Interesting question! I wanted to find a name which combined an English word with a French word, a name that will suggest childhood. The word ‘sweet’ was obvious to me. For the word ‘Pamplemousse’, I was inspired by a series of (fake) books I saw on a shelf in a shop. They had aromatic herbs names. I like the sound that makes the word ‘pamplemousse’. It means ‘grapefruit’ in French :D I like the relationship between these two words, one is ‘sweet’ and the other ‘sour’ which corresponds a lot to my personality and my background.

What was your key driving force to become an entrepreneur?

My children! And the fact that as a creative person, I can feel I have wayyyy more freedom on my own :D That said I miss working with a team a lot, I miss the interactions and sharing ideas, building something together. I’d like to think I’m a good team member! I’m trying to recreate a team of like minded people but it is hard work and everyone has different availabilities. I’m open to collabs!

How do you define success?

To me success is having a good life / work balance, doing what you love, spending time with your loved ones. When you do something you’re passionate about (if you’re lucky enough), work doesn’t feel like work anymore. Then, there are admin tasks! :D

Do you believe there is some sort of pattern or formula to becoming a successful entrepreneur?

I don’t know! I don’t think so. I think everybody is different, have different rhythms and constraints or opportunities. Believe in yourself, work hard, get help (that’s an advice for myself!) and surround yourself with inspiring people.

What has been your most satisfying moment in business?
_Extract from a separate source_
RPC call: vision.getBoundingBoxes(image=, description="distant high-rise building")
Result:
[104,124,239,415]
I have a lot of ‘mini’ satisfying moments. Each of them makes me want to pursue what I’m doing and go further. Self doubt is my worst enemy (or my best friend?!) and every little daily victory counts : making a sale, meeting an inspiring person, managing my way through HMRC website, receiving the prints of my latest creation, a lovely comment on social media… Knowing that I’m not doing what I do for my sake but that it is useful / helpful to someone else, this is the ultimate goal!

To what extent is the COVID forcing you to change your business model?
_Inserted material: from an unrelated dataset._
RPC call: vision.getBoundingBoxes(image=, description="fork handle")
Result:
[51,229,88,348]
I like to meet people. Pre-Covid (and about a year after opening my online shop), I was starting to participate in markets and pop up shops which I really enjoyed doing. Since then, I’m back online and I have created new digital products that people can download straight away. That means there are far less interactions which is not what I want. For 2022, I want to go back to meeting people and reach more local families.
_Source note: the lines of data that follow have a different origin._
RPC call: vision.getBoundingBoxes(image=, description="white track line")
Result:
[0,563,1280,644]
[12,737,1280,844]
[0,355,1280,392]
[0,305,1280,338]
What does the day-to-day life of entrepreneurs in London look like at this time of year?
I don’t have a routine as such. I schedule my days with small tasks and I tend to do as much as I can during the day. If I want some peace and quiet, I get some work done in the evening or sometimes on Saturdays (I’m trying to keep my Sundays free!).

What’s the best advice you can give to anyone looking to settle in London or have a successful expatriation?

Meet people.
There are plenty of Facebook groups for young professionals, families, entrepreneurs, etc. I understand that a little late myself. There’s a formidable French community here in London. Meet people (seriously), go out for drinks, get togethers on the week ends, find a hobby.

And find a home in a lovely neighbourhood, which can be easily accessible with public transports. London is such a big city, you can spend a lot of time commuting. I love London because it is such a cosmopolitan city, there’s always something to do and I feel people are easy-going and quite approachable. It might take time to get used to life here but it is so worth it!